- Born: January 30, 1923 West Point, Iowa
- Died: December 24, 2007 (aged 84) St. Petersburg, Florida
- Education: St. John's Hospital School of Nursing St. Louis University Teachers College, Columbia University
- Known for: Nursing theory
- Scientific career
- Fields: Nursing

= Imogene King =

American nurse and nursing theorist (1923–2007)

Imogene King (January 30, 1923 - December 24, 2007) was a pioneer of nursing theory development. Her interacting systems theory of nursing and her theory of goal attainment have been included in every major nursing theory text. These theories are taught to thousands of nursing students, form the basis of nursing education programs, and are implemented in a variety of service settings.

==Biography==
Imogene Eva Martina King was born on January 30, 1923, in West Point, Iowa, the youngest of three children. King originally wanted to be a teacher, but her uncle, a doctor, offered her the opportunity to study nursing. To escape small-town life, she accepted.

=== Education ===
King's educational achievements began with a nursing diploma in 1945 when she graduated from St. John's Hospital School of Nursing in St. Louis, Missouri. She then studied nursing education at St. Louis University, graduating with a bachelor's degree in 1948. From 1947 to 1958 she worked at St. John's Hospital School of Nursing as a nursing teacher and assistant director. In 1957 she received her master's degree in nursing from St. Louis University and earned her doctorate in education (EdD) from Columbia University Teachers College in New York City.

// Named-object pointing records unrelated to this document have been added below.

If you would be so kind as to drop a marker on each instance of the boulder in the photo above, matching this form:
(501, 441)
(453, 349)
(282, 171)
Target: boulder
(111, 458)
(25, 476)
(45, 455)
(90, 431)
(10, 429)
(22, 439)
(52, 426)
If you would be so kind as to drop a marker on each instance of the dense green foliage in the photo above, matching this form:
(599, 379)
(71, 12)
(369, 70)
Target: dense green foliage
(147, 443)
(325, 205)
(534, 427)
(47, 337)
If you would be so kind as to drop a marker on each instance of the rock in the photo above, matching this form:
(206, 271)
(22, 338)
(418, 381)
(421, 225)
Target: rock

=== Academic appointments ===
King then became an assistant professor at Loyola University Chicago, also studying statistics, research and computer science. While at Loyola, she developed a master's program based on her theory that later formed the framework for her model of care. She published her first theoretical approach in 1964 in the Journal of Nursing Science. From 1966 to 1968, King worked for the United States Department of Health, Education and Welfare before moving to Ohio State University in Columbus, Ohio, as the principal of the nursing school. There, King published Toward a Theory of Nursing: General Concepts of Human Behavior in 1971, dated 1973, and winning the American Journal of Nursing Book of the Year award.

From 1971 to 1980, King returned to Loyola University as a professor, and in 1980 transferred to South Florida's College of Nursing in Tampa, Florida as a professor emeritus and taught there until 1990.

In 1981 King published her text, A Theory for Nursing: Systems, Concepts, Process, in which King presents her complete theory.

=== Personal life ===
She remained in Tampa until her retirement in 1990.

King died of a stroke on December 24, 2007, in St. Petersburg, Florida. Her burial was held in Fort Madison, Iowa on January 19, 2008.

==Awards and honors==
- 2005: Living Legend, American Academy of Nursing
- 2004: Hall of Fame Inductee, American Nurses Association
- Honorary Doctorate from Southern Illinois University
- 1996: Jessie M. Scott Award of the American Nurses Association
- 1973: Book of the Year award, American Journal of Nursing

==Selected publications==
- King, Imogene (1981). "A Theory for Nursing: Systems, Concepts, Process"
- King, I. M. (1990). Health as the goal for nursing. Nursing Science Quarterly, 3(3), 123-128.
- King, I. M. (1992). King's theory of goal attainment. Nursing Science Quarterly, 5(1), 19-26.
- King, I. M. (1994). Quality of life and goal attainment. Nursing Science Quarterly, 7(1), 29-32.
- King, I. M. (1997). King's theory of goal attainment in practice. Nursing Science Quarterly, 10(4), 180-185.
- King, I. M. (1999). A theory of goal attainment: Philosophical and ethical implications. Nursing Science Quarterly, 12(4), 292-296.
- King, I. M. (2007). King's conceptual system, theory of goal attainment, and transaction process in the 21st century. Nursing Science Quarterly, 20(2), 109-111.